Ariel Beery has a thought-provoking op-ed in the JPost about well-intentioned "New Jews" who attempt to save the world while ignoring the needs in thier own community. Hmm.
A quote:
The good news is, then, that Jewish education works. A generation of young Jews around the world have internalized the message that "being Jewish" means fixing the world in its totality, without regard to race, religion or nationality.

The bad news for the Jewish state and people is that this generation of American Jews have taken from their education that acting Jewish means doing justice without regard to nationality or peoplehood.

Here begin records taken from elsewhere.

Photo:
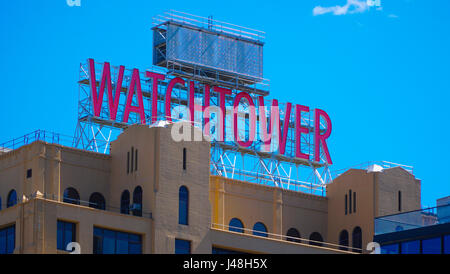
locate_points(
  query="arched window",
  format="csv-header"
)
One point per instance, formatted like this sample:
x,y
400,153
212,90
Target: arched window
x,y
137,201
71,196
357,239
315,239
183,206
125,202
236,225
12,198
259,229
343,240
292,235
97,201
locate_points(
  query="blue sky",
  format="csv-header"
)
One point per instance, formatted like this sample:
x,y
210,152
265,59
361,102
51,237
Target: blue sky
x,y
381,73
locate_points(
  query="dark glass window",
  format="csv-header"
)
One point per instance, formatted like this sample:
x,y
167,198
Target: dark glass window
x,y
135,160
346,206
128,162
12,198
66,234
115,242
137,201
29,173
132,158
7,239
350,201
432,246
259,229
315,239
71,196
236,225
184,158
447,244
390,249
357,239
97,201
182,247
411,247
125,202
292,235
343,240
183,207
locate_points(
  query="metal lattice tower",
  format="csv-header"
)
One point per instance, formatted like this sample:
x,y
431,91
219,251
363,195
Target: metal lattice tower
x,y
182,49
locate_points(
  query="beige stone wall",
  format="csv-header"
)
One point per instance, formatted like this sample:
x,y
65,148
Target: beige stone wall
x,y
362,183
376,195
389,183
212,199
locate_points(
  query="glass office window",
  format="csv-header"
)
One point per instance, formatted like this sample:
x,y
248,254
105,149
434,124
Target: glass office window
x,y
115,242
390,249
7,239
431,246
447,244
182,247
411,247
65,234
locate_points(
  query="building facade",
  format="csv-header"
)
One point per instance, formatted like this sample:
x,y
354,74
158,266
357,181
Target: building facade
x,y
151,194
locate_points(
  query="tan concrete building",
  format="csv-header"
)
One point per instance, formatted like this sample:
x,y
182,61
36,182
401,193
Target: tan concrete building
x,y
151,194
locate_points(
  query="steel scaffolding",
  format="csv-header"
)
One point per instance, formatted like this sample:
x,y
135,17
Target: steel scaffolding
x,y
228,159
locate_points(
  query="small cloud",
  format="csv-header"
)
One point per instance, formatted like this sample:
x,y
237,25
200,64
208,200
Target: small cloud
x,y
352,6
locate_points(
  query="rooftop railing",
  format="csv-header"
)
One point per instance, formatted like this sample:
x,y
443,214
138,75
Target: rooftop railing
x,y
285,238
366,165
37,135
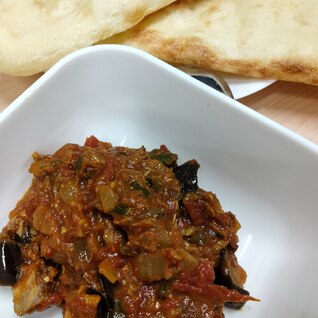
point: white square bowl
(265, 174)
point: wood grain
(293, 105)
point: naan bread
(34, 34)
(267, 39)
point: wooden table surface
(293, 105)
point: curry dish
(109, 231)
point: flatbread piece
(267, 39)
(34, 34)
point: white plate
(265, 174)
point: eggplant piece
(25, 236)
(187, 175)
(231, 275)
(108, 288)
(10, 261)
(103, 309)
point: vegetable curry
(109, 231)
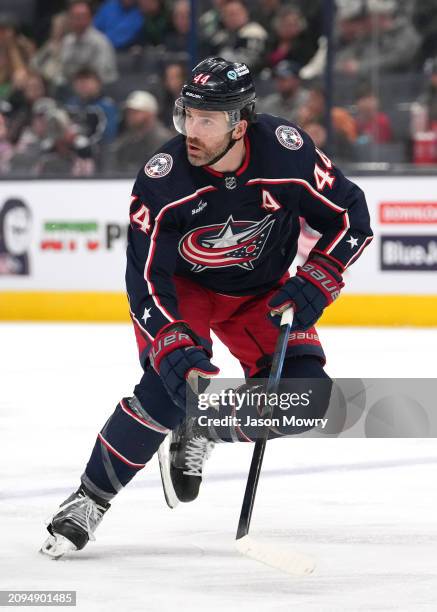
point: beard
(202, 155)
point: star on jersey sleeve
(334, 206)
(151, 260)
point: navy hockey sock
(128, 440)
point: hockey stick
(291, 562)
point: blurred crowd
(87, 88)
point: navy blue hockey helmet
(216, 84)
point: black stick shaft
(260, 444)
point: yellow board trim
(384, 310)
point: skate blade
(56, 546)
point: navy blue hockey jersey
(235, 233)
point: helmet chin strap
(228, 147)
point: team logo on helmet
(159, 165)
(234, 243)
(289, 137)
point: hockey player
(214, 224)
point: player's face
(207, 135)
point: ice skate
(182, 456)
(74, 524)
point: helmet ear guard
(216, 84)
(233, 118)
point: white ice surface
(365, 508)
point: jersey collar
(241, 169)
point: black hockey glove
(316, 284)
(176, 356)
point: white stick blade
(289, 561)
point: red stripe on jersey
(153, 238)
(367, 241)
(143, 422)
(119, 455)
(316, 194)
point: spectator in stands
(375, 39)
(95, 114)
(142, 136)
(156, 24)
(86, 46)
(15, 53)
(240, 39)
(6, 148)
(289, 95)
(291, 38)
(120, 20)
(174, 77)
(51, 145)
(47, 60)
(425, 20)
(177, 40)
(373, 125)
(210, 21)
(22, 100)
(311, 117)
(318, 133)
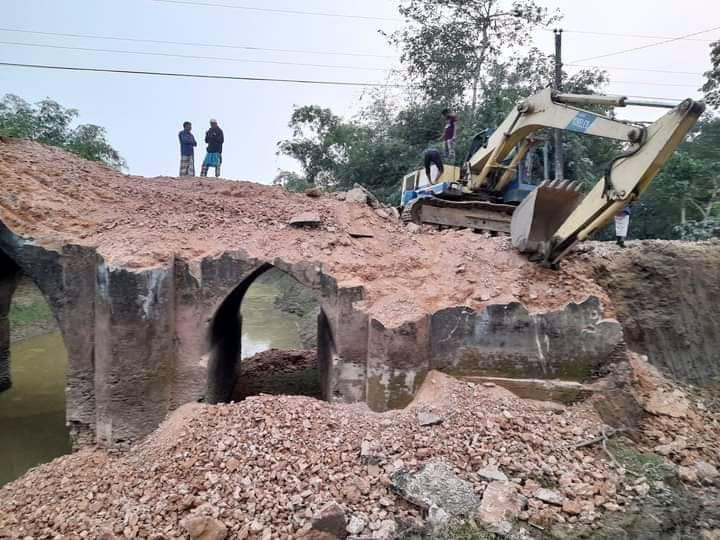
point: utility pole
(559, 161)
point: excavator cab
(552, 216)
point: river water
(32, 412)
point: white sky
(144, 114)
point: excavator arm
(555, 216)
(543, 110)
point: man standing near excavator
(449, 134)
(214, 139)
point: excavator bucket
(541, 213)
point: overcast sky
(143, 114)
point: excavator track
(476, 215)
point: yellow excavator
(546, 220)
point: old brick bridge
(145, 278)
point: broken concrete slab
(429, 418)
(706, 472)
(566, 392)
(500, 507)
(549, 496)
(360, 232)
(436, 484)
(356, 195)
(668, 403)
(311, 219)
(331, 519)
(492, 474)
(204, 528)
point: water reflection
(264, 325)
(32, 412)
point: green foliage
(449, 46)
(712, 86)
(50, 123)
(473, 56)
(467, 530)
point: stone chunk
(356, 525)
(356, 195)
(687, 474)
(436, 484)
(492, 474)
(369, 453)
(549, 496)
(501, 505)
(204, 528)
(706, 472)
(429, 419)
(360, 232)
(331, 519)
(311, 219)
(666, 403)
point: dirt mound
(56, 198)
(667, 297)
(279, 372)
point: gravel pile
(264, 467)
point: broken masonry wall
(397, 361)
(572, 343)
(134, 350)
(66, 279)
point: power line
(195, 57)
(192, 43)
(637, 69)
(647, 46)
(640, 36)
(240, 78)
(272, 10)
(611, 81)
(201, 76)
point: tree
(447, 46)
(50, 123)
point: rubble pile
(265, 468)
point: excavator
(545, 221)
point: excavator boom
(553, 216)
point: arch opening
(33, 364)
(266, 337)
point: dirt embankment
(667, 297)
(56, 198)
(264, 467)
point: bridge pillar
(9, 277)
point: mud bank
(667, 298)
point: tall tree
(712, 86)
(50, 123)
(448, 45)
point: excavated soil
(56, 198)
(265, 466)
(667, 297)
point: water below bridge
(32, 412)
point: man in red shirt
(449, 134)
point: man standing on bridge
(214, 139)
(187, 150)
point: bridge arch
(225, 337)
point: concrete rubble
(293, 467)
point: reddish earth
(56, 198)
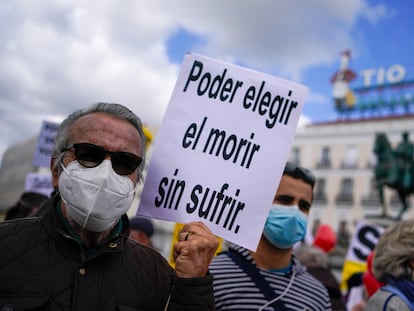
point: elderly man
(77, 255)
(272, 278)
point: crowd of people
(78, 250)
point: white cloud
(56, 56)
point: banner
(221, 149)
(45, 143)
(363, 242)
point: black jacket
(42, 267)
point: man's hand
(194, 250)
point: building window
(295, 156)
(325, 158)
(345, 195)
(372, 198)
(351, 157)
(320, 191)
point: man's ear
(55, 172)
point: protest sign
(363, 242)
(39, 183)
(221, 149)
(45, 143)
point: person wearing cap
(142, 230)
(272, 278)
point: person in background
(77, 255)
(28, 205)
(315, 258)
(393, 264)
(272, 278)
(142, 230)
(371, 284)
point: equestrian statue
(395, 169)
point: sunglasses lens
(89, 155)
(125, 163)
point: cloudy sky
(57, 56)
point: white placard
(45, 143)
(363, 241)
(221, 149)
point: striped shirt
(235, 290)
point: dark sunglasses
(90, 155)
(307, 175)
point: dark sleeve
(195, 294)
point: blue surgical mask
(285, 226)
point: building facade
(341, 156)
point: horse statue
(395, 169)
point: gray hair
(115, 110)
(394, 251)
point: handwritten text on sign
(221, 149)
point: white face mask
(97, 197)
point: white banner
(45, 143)
(365, 238)
(221, 149)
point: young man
(272, 278)
(77, 255)
(142, 230)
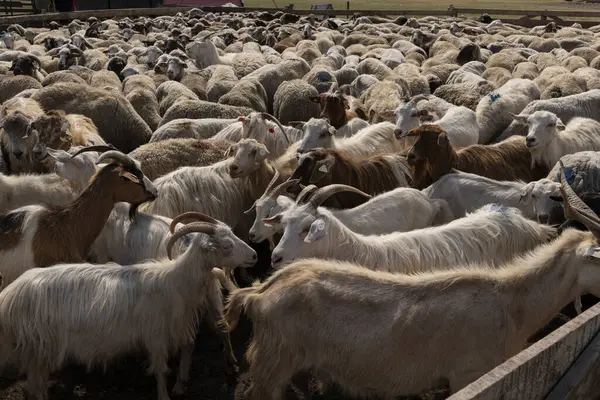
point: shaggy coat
(354, 326)
(373, 175)
(432, 157)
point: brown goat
(432, 157)
(373, 175)
(336, 108)
(53, 234)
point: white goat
(493, 234)
(296, 318)
(459, 122)
(155, 305)
(375, 139)
(548, 139)
(399, 210)
(466, 192)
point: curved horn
(305, 194)
(272, 118)
(99, 148)
(418, 98)
(575, 208)
(116, 155)
(326, 192)
(193, 216)
(201, 227)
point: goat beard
(133, 212)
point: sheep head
(248, 156)
(50, 130)
(305, 226)
(222, 248)
(317, 132)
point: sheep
(60, 131)
(375, 139)
(162, 157)
(460, 123)
(293, 102)
(380, 215)
(13, 85)
(467, 240)
(549, 138)
(465, 193)
(31, 230)
(246, 93)
(16, 115)
(117, 121)
(196, 109)
(432, 156)
(374, 175)
(139, 90)
(202, 189)
(129, 309)
(172, 92)
(335, 109)
(494, 110)
(221, 81)
(583, 105)
(294, 312)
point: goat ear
(318, 230)
(443, 140)
(274, 220)
(321, 169)
(129, 176)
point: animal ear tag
(593, 252)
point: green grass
(551, 5)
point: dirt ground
(126, 379)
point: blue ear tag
(494, 96)
(569, 175)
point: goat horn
(193, 216)
(99, 148)
(575, 208)
(279, 190)
(272, 118)
(201, 227)
(306, 192)
(326, 192)
(116, 155)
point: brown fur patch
(509, 160)
(11, 229)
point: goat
(28, 234)
(155, 305)
(493, 229)
(432, 156)
(399, 210)
(335, 109)
(373, 175)
(375, 139)
(296, 317)
(548, 138)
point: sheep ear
(519, 118)
(318, 230)
(321, 169)
(443, 140)
(274, 220)
(129, 176)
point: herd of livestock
(427, 188)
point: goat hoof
(180, 388)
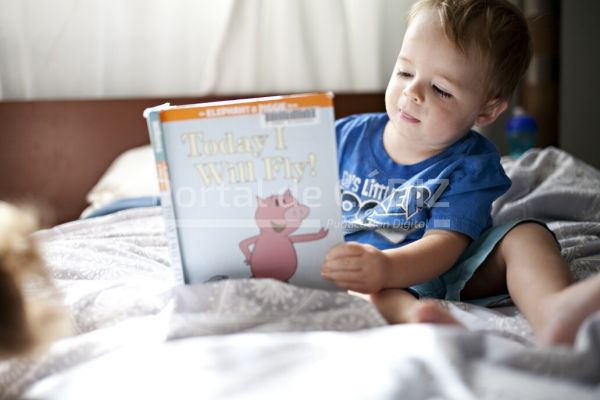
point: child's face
(435, 94)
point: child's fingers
(342, 276)
(340, 264)
(345, 250)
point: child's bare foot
(429, 311)
(564, 312)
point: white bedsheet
(135, 336)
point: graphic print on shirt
(393, 209)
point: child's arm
(363, 268)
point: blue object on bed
(124, 204)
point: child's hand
(357, 267)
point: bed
(135, 335)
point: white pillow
(131, 174)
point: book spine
(152, 116)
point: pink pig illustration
(273, 254)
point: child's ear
(490, 112)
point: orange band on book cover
(245, 106)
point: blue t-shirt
(387, 204)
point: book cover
(249, 188)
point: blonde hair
(496, 29)
(31, 315)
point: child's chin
(29, 323)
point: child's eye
(441, 93)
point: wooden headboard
(53, 152)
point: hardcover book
(249, 188)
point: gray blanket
(137, 336)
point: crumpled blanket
(235, 338)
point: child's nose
(414, 91)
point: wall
(580, 80)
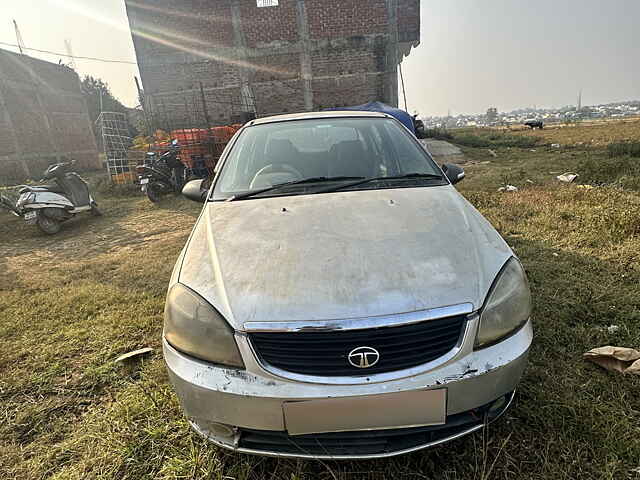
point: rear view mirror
(193, 191)
(453, 172)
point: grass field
(71, 304)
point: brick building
(267, 56)
(43, 118)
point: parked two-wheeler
(47, 206)
(160, 175)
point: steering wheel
(275, 168)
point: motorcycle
(47, 206)
(161, 175)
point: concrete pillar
(305, 56)
(12, 133)
(391, 73)
(240, 43)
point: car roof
(314, 115)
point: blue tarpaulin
(401, 115)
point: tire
(94, 210)
(48, 225)
(155, 191)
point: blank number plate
(377, 412)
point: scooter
(159, 176)
(47, 206)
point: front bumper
(228, 405)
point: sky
(473, 54)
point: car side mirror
(453, 172)
(193, 191)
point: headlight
(194, 327)
(508, 305)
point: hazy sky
(474, 54)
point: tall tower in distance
(579, 107)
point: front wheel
(48, 225)
(94, 210)
(155, 191)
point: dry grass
(71, 304)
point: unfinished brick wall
(43, 118)
(297, 56)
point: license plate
(377, 412)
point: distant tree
(92, 89)
(492, 115)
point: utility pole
(579, 101)
(72, 61)
(21, 46)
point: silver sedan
(338, 298)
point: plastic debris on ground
(615, 359)
(567, 177)
(134, 354)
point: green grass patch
(620, 149)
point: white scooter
(47, 206)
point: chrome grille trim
(360, 323)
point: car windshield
(312, 156)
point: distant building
(43, 117)
(262, 57)
(492, 115)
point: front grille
(326, 353)
(371, 442)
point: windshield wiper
(252, 193)
(374, 179)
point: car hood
(342, 255)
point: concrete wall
(43, 118)
(300, 55)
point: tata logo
(363, 357)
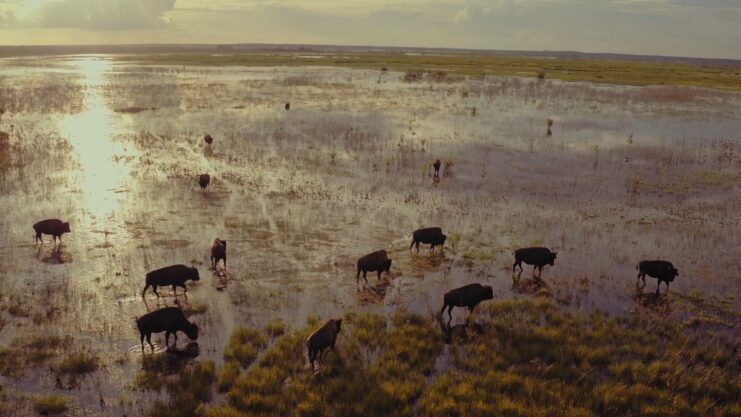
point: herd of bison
(172, 319)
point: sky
(697, 28)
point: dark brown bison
(432, 235)
(662, 270)
(538, 257)
(218, 252)
(54, 227)
(204, 180)
(169, 320)
(376, 261)
(175, 275)
(322, 339)
(466, 296)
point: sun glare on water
(91, 132)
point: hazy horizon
(681, 28)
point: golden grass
(440, 67)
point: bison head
(488, 293)
(192, 332)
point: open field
(441, 65)
(115, 148)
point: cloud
(101, 15)
(462, 16)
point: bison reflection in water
(324, 338)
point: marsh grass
(440, 67)
(524, 357)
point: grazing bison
(376, 261)
(662, 270)
(168, 320)
(432, 235)
(218, 252)
(54, 227)
(322, 339)
(175, 275)
(538, 257)
(467, 296)
(204, 180)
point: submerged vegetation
(440, 67)
(522, 357)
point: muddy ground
(629, 173)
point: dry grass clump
(188, 391)
(50, 404)
(537, 360)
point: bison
(662, 270)
(432, 235)
(175, 275)
(54, 227)
(168, 320)
(204, 180)
(376, 261)
(218, 252)
(467, 296)
(538, 257)
(322, 339)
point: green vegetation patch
(442, 67)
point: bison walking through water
(54, 227)
(169, 320)
(218, 252)
(204, 180)
(432, 235)
(376, 261)
(467, 296)
(323, 338)
(662, 270)
(538, 257)
(175, 275)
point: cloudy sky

While it feels good to support all peoples and all victims, the nature of the world in which we live in - where Hizbullah amassed thousands of rockets and attacked Israel; where Iran edges towards nuclear weapons; and where over a third of Israel's Jews, and, surprisingly, 20 percent of New York Jews live under or close to the poverty line - makes an ethics of universalism simply irresponsible at the moment.

It is at times like these that we who care about our families need remember the inherent obligation of peoplehood: Justice means providing full support to those whom you live with, those who would die for you, and the people whom you came from, no matter what the world thinks.

I agree insofar as Beery invokes the adage, you take care of your family first, then others. This recent war with Hizbulllah crystallized for me the need, more than any other recent Israeli crisis did, for Diaspora Jews to provide help in whatever form possible - financially, emotionally, spiritually- to our battered, courageous family in Israel.
But it gets complicated when you negotiate Beery's argument in light of another JPost article, about the anniversary of the staging of A Flag is Born, a 1946 Zionist play starring Marlon Brando portraying a Holocaust survivor who criticizes American Jewry's response to the Holocaust and makes the case for Jewish statehood. More inspiring was the activism and social sensitivity exemplified by the play's creator, Ben Hecht:

The Baltimore engagement was the most controversial. A planned performance at the National Theater in Washington, D.C. was relocated to Baltimore's Maryland Theater because Hecht would not permit his works to be staged at theaters, such as the National, which barred African-Americans. But Hecht discovered, just before the Baltimore showing, that the Maryland Theater restricted blacks to the balcony, which bigots nicknamed "nigger heaven." The Bergson Group and the NAACP then teamed up against the theater management, with the NAACP threatening to picket and a Bergson official announcing he would bring two black friends to sit with him at the play. The management gave in, and African-Americans attending the opening night performance on February 12, 1947 -Lincoln's Birthday- sat wherever they chose. Exuberant NAACP leaders hailed the "tradition-shattering victory" and used it facilitate the desegregation of other Baltimore theaters in the years to follow.

A Flag is Born was a triumph. It influenced American public opinion by reaching large audiences with an inspiring message about the plight of Holocaust survivors and the need for a Jewish state. It raised enough funds to purchase a ship - renamed the S.S. Ben Hecht- that tried to bring 600 survivors to Palestine, and focused international attention on the refugees when it was intercepted by the British. And Flag scored an important victory over racial segregation in Baltimore, demonstrating that, as Hecht put it, "to fight injustice to one group of human beings affords protection to every other group."